Carmelo Morales was skeptical about the Covid-19 vaccine. But when he saw his colleagues and families contract the disease and came across a vaccination incident on his way home from work, he was able to get his first Pfizer shot in late April.(Anna Almendrala / KHN)

“We hear all these questions about ‘Well, I don’t have health insurance’ or ‘Do I have to pay?’ or ‘I don’t have an email, how do I register?’ “Said Mejía. “When people talk about hesitation, we really need to ask what we are talking about and not keep blaming people who have really good questions.”

After the demand for vaccine appointments dropped, Mejía and her group are focusing more on mobile vaccine events in condos, file sharing sites, and parking lots where pedestrians and residents can easily walk. The events take place in the evenings after work or on the weekend to make the decision to vaccinate as easy as possible.

“We see other places that were open all day and only brought in five people,” she said. “So if we’re only open a few hours in the evening and have over 100 people, that’s a success story.”

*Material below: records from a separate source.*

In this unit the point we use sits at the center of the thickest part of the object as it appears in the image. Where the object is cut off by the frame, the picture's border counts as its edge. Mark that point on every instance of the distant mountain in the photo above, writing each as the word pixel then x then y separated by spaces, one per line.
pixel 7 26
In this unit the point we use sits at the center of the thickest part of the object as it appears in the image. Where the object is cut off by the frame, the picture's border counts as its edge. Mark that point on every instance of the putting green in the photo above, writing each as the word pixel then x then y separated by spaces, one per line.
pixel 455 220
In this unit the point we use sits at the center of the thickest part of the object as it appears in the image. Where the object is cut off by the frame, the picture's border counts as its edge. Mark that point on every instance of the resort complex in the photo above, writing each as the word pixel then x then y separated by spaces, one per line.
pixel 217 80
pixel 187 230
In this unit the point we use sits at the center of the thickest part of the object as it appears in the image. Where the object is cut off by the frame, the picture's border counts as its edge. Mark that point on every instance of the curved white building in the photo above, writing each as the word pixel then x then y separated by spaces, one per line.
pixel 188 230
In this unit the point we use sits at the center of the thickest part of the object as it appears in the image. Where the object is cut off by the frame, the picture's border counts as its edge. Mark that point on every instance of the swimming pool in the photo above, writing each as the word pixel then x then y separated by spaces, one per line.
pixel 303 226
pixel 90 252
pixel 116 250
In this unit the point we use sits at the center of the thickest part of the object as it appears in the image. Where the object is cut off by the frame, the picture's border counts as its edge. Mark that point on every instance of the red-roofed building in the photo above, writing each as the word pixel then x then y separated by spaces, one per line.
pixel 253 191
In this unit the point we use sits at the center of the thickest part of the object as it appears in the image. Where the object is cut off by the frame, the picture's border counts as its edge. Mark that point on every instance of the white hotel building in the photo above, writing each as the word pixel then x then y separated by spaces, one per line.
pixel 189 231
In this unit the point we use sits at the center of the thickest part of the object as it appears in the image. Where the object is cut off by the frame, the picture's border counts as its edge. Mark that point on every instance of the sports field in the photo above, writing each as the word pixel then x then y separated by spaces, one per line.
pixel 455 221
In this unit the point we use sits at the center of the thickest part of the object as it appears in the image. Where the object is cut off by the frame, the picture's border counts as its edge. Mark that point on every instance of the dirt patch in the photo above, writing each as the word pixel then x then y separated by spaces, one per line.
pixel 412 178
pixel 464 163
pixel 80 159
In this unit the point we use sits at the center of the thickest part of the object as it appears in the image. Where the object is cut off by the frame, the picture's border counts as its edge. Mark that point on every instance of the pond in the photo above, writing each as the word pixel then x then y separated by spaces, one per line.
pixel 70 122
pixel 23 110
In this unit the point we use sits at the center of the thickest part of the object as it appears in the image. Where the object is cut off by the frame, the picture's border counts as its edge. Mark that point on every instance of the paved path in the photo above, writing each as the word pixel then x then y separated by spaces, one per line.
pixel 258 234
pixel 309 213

Carmelo Morales, a 35-year-old Los Angeles resident, considered himself a skeptical vaccine. After speaking to friends and seeing posts on Instagram, he feared the footage might be a conspiracy to make people sick. He didn’t see the urgency to get a shot.

But Morales, who works at a meat packing plant, is deeply affected by the cases and deaths he has seen among colleagues and their families over the past year. One day in late April, as he was walking home from work, he noticed health workers in a church near his home packing up after a covid vaccination incident.

He asked if there were any cans left and because his house was nearby the nurses were waiting for him to run home to get his ID so he could get his first shot.

“I just thought about it and thought, hey, it would be better just to be on the safer side.”